Er habe die Untersuchung behindert, indem er persönlich direkt Einfluss auf die Behandlung der Auskunfts- und Akteneditionsbegehren der Aufsichtsbehörde Einfluss genommen und dafür gesorgt habe, dass diese teilweise widerrechtlich abgewiesen und verschleppt worden seien.

Ohne die AB-BA davon in Kenntnis zu setzen, habe er den von ihr aufgebotenen Auskunftspersonen im Vorfeld ihrer Einvernahmen persönlich widerrechtliche Aussageermächtigungen gemacht, indem er den Themenkreis umrissen habe, zu dem die Auskunftspersonen gegenüber der AB-BA hätten antworten dürfen.

Weiter habe er den Auskunftspersonen den Beizug von Rechtsbeiständen auf Kosten der Bundesanwaltschaft angeboten, womit diese in einen Loyalitätskonflikt geraten seien. Zudem habe er persönlich die Übernahme der Kosten seiner eigenen Rechtsbestände durch die Bundesanwaltschaft angeordnet. Damit habe er den Code of Conduct der Bundesanwaltschaft, das Verbot des Handels im Interessenkonflikt, missachtet.

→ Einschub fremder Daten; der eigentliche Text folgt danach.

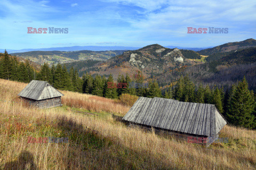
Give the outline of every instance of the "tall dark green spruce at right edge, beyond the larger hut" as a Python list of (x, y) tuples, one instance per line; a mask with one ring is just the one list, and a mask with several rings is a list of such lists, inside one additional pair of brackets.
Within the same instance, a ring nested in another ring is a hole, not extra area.
[(254, 94), (248, 89), (248, 83), (244, 77), (243, 81), (238, 83), (235, 93), (230, 100), (229, 112), (227, 114), (230, 123), (249, 129), (255, 128), (254, 107)]

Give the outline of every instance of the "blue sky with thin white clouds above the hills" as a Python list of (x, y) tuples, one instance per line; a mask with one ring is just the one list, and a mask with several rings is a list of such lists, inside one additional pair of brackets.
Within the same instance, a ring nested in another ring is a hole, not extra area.
[[(206, 47), (256, 39), (256, 1), (1, 0), (0, 49), (67, 46)], [(28, 34), (27, 27), (68, 28)], [(228, 28), (188, 34), (187, 27)]]

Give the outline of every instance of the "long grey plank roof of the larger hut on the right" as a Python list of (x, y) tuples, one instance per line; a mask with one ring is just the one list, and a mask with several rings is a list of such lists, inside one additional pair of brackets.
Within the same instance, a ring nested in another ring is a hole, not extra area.
[(227, 124), (214, 105), (158, 97), (139, 97), (123, 120), (208, 137), (215, 137)]

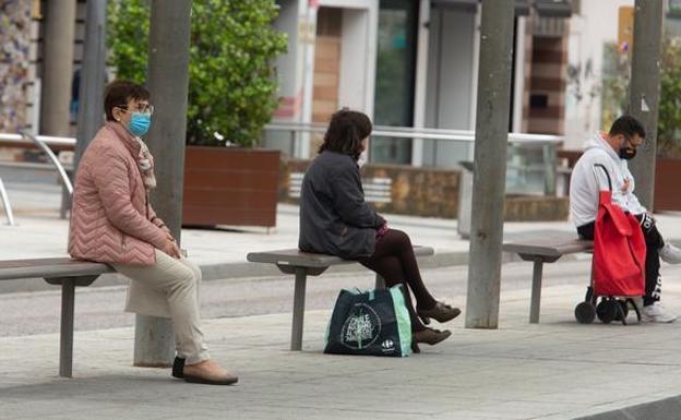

Wissentlich Unwahrheit gesagt

In Bezug auf ein Treffen mit dem Präsidenten des Weltfussballverbandes Fifa, Gianni Infantino, vom 16. Juni 2017, habe Lauber wissentlich und willentlich die Unwahrheit gesagt, schreibt die AB-BA weiter. Die Aufsichtsbehörde unterstellt dem Bundesanwalt in mehrfacher Hinsicht, in grobfahrlässiger Weise gehandelt zu haben.

Die Nichtprotokollierung der nachgewiesenen Treffen mit dem Fifa-Präsidenten sowie die Schaffung der Gefahr der Amtsgeheimnisverletzung seien durch den Bundesanwalt fahrlässig erfolgt. Teilweise seien die Vorwürfe auch verjährt.

Kritisiert wird auch, dass sich Lauber nicht in einer seiner Funktion angemessenen Weise um die Verfahren innerhalb des Fifa-Verfahrenskomplexes gekümmert habe. Damit habe er das Strafbehördenorganisationsgesetz verletzt, wonach er gehalten sei, Personal-, Finanz- und Sachmittel der Bundesanwaltschaft wirksam einzusetzen.